When Kushner Cos. sent a hostile bid letter dated October 20 to rival Veris Residential, claiming poor management resulting in a significant reduction of value, then offering to acquire all outstanding shares of the REIT for $16 per share, things seemed a bit vague.
Sharp criticisms in the letter lacked detailed substantiation and were impossible to immediately verify. A remark in the letter from chairman Charles Kushner about “attempts at fruitful engagement with the Board and management over the last several months” seems a reference to Kushner’s claim of a Veris board non-response to its wish to manage the REIT’s properties.
Now everyone has doubled down. Kushner released a follow-up last week to the letter, offering some additional details like the companies they said were a peer group. And now Veris replied after what it called “strong Q3 2022 earnings results” came out on Wednesday after market close.
First, to Kushner and the follow-up presentation. The eight companies listed as the peer group are all REITs that focus on multifamily, which is where Veris is moving toward as it disposes of its office holdings.
Veris had the smallest number of properties at 22. Only Elme was close with 27. All the others ranged from 75 (AIR Communities) to 310 (Equity Residential). That might help explain disparities in measuring G&A.

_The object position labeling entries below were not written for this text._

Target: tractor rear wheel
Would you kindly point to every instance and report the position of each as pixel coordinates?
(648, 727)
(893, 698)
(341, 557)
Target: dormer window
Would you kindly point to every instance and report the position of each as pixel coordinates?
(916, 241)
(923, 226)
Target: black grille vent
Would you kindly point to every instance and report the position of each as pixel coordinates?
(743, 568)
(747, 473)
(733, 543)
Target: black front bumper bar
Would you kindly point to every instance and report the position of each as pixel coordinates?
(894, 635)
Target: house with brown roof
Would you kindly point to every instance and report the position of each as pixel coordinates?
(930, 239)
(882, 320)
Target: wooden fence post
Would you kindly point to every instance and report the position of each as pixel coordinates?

Kushner showed Veris as having 2021 total G&A of $57.20 (GlobeSt.com verified numbers directly with companies’ annual reports and SEC filings), which was 0.87% of assets, a measure that NAREIT uses. The other REITs ranged from 0.29% to 0.17%, except for Elme at 1.04%.
Similarly, Kushner’s use of a G&A dollars per residential unit put Veris at the top with $7,687. The company also had the lowest number of units at 7,441. Again, seven of the eight peer group members had much lower figures, from $535 to $986, though the number of units ranged from 25,363 to 98,778. The exception again was Elme, with 8,868 units and a per-unit measure of $3,105. It may be that there is an inherent issue of scale, and that the way to get true financial efficiencies is through scaling up the number of properties and number of units, not through smarter operations alone.
Veris emailed a rejection of the takeover bid to Kushner on Thursday. The company’s board wrote that the $16-per-share offer “grossly undervalues the Company in its current form and denies Veris Residential shareholders the substantial value expected to be unlocked from the pending completion of the Company’s strategic transformation.” The board also said that it had communicated its “unanimous rejection of your proposal” on October 4.
The company also rejected out of hand the idea of contracting with Kushner to manage the residential units as “Kushner Companies lacks third-party management expertise, has a well-documented history of questionable management practices, and is in direct competition with Veris Residential, creating inherent conflicts of interest.”
Veris reiterated the steps the company has taken to shed the largely commercial properties of one of its two companies, Mack-Cali Realty Corporation, and instead focus on the multifamily interests of Roseland Residential Trust. The two had “separate, largely duplicative cost structures which were, in part, a function of contractual arrangements instituted by legacy management.”
However, Veris did not directly address the comparisons Kushner made in its most recent public presentation.